In any case, it is clear that a part of Catalan society is inspired by that social anger that Barnier speaks of. An anger that is accompanied by the anger of wanting to conclude Flaubert speaks about. One of the most disastrous derivations of this anger is the climate of violence and conflict that is emerging in Catalonia. Although it is not what most of those who protest peacefully want, it can generate a culture of prolonged violence and conflict.
This possibility leads me to ask a question: what is the transformation taking place in a society that lives a prolonged situation of violence and conflict?
This last week I had the opportunity to participate in Bilbao in an interesting day on peace economy organized by Gernika Gogoratuz, Center for Peace Research, and in which other civil organizations working in the field of human rights and peace were present.

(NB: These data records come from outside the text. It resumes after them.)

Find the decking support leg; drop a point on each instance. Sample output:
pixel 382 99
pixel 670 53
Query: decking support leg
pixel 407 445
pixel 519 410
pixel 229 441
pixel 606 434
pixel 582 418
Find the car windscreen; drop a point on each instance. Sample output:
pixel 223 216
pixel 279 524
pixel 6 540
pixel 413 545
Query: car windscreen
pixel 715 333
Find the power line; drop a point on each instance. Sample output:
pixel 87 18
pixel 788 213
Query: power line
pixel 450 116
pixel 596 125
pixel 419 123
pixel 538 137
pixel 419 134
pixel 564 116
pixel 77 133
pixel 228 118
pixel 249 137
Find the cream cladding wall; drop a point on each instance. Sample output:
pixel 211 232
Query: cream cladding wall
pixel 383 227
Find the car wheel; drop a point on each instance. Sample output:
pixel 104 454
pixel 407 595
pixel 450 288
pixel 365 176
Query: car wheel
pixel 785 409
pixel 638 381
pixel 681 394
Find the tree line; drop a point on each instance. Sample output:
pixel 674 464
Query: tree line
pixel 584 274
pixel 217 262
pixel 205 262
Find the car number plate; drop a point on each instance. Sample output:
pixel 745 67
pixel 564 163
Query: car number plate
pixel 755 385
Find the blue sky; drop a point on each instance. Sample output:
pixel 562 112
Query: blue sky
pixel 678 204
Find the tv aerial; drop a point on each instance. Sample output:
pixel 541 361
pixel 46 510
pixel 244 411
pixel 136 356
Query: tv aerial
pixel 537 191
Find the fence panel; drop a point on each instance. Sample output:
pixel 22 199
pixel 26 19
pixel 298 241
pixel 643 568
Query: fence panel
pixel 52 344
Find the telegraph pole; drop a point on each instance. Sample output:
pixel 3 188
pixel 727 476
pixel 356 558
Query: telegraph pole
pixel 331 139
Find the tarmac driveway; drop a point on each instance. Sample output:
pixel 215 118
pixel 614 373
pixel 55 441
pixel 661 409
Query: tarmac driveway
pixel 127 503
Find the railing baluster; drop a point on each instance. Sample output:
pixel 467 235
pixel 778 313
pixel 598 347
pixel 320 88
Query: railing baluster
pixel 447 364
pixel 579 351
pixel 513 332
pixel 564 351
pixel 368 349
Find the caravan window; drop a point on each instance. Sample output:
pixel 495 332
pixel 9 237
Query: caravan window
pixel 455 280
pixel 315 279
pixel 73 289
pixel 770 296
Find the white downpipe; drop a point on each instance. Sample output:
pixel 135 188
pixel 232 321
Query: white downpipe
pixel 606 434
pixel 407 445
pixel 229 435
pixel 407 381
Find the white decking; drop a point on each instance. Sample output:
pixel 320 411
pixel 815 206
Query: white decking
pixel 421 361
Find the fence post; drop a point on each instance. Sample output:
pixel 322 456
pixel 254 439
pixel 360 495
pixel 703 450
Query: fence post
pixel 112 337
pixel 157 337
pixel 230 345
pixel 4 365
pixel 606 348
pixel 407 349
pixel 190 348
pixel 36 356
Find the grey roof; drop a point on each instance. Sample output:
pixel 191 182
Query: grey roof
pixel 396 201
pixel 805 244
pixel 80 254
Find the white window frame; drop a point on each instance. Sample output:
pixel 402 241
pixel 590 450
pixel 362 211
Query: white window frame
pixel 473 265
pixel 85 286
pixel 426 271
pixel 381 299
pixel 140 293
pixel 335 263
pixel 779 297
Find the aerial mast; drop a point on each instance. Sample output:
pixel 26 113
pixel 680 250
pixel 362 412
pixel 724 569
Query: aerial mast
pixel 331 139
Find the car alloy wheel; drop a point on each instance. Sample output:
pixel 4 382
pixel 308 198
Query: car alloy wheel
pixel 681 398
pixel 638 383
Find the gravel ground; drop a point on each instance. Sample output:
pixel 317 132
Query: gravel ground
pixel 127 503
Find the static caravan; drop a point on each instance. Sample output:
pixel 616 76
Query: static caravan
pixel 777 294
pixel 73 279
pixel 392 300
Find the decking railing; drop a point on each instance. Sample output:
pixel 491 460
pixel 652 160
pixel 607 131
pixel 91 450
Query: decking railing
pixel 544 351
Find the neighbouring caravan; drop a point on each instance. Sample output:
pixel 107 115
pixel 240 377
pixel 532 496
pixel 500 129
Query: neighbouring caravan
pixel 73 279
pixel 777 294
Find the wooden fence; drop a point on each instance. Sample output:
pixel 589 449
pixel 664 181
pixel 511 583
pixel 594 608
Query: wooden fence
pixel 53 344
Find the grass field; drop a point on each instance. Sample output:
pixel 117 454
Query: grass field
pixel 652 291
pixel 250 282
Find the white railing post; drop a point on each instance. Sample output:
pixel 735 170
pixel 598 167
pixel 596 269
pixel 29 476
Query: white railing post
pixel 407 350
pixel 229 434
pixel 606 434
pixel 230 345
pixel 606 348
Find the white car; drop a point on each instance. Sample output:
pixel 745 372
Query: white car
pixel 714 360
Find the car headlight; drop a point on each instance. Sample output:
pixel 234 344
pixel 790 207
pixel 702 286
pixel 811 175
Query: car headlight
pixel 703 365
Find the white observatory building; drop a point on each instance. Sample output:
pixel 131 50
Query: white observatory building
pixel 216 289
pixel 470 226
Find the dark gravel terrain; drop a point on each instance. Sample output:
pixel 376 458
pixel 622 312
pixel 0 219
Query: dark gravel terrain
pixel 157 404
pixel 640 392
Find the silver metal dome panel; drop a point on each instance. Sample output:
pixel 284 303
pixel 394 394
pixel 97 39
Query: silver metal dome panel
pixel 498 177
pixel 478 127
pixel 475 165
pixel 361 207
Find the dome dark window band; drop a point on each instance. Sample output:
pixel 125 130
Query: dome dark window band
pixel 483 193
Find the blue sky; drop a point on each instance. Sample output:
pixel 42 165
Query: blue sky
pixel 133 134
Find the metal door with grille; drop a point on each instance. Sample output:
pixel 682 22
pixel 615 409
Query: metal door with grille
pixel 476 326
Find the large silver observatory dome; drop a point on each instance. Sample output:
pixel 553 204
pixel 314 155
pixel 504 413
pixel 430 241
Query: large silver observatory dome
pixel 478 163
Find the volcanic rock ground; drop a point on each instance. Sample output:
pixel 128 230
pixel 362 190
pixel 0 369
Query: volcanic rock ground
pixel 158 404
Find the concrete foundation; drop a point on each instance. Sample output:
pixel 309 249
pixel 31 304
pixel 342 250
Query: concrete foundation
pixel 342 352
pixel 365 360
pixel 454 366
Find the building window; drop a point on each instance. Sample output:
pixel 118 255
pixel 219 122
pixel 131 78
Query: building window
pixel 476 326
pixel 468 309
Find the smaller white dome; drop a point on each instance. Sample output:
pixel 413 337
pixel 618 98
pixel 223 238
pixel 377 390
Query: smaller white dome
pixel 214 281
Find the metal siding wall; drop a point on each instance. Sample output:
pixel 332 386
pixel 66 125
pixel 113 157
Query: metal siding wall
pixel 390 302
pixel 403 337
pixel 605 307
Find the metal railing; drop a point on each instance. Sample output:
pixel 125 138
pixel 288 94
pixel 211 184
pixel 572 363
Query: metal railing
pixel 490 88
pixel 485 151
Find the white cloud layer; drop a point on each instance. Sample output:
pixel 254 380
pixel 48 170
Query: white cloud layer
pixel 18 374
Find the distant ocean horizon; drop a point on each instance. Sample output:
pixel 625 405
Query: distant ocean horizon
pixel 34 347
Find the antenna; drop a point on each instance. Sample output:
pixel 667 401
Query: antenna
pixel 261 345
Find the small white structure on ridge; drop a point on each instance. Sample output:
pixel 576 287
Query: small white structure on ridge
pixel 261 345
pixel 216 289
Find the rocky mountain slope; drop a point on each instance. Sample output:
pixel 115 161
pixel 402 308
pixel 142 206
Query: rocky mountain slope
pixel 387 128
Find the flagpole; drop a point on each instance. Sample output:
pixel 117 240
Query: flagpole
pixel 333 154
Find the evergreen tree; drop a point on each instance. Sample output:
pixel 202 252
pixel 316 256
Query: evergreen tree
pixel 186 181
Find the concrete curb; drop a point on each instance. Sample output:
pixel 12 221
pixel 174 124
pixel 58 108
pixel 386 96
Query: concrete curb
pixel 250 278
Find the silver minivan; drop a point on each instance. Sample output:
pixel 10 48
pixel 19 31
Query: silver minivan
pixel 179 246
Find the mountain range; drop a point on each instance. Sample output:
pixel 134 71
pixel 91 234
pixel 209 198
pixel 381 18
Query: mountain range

Although it was not the central issue of the day, the issue of the transformation that took place in Basque society during the period of violence and conflict emerged. Contrary to what happened in other places, where violence and conflict were associated with the increase in social inequalities, it seems that in the Basque case these socioeconomic indicators did not worsen during that period.
If so, I imagine that it had to do with the fact that the Basque government and the provincial councils did not promote social anger. On the contrary, they endeavored to manage fundamental public services efficiently and equally. And they opted for a culture of peace and for an economic model of complex operation linked with the culture of the country.
The problem in Catalonia is that the Government of the Generalitat itself stimulates the anger of a part of society, and that it has resigned from its responsibility to manage public services and the economy well and, at the same time, promote a peace culture. If things do not change, which I hope will happen, that anger can lead to irreversible social and economic transformations: increasing inequalities, loss of an advanced operative culture and deterioration of well-being.
The rage of wanting to conclude that today inspires a part of society and one of the Catalan social and political leaders may be, as Flaubert said, the most fatal and sterile of manias a society can experience.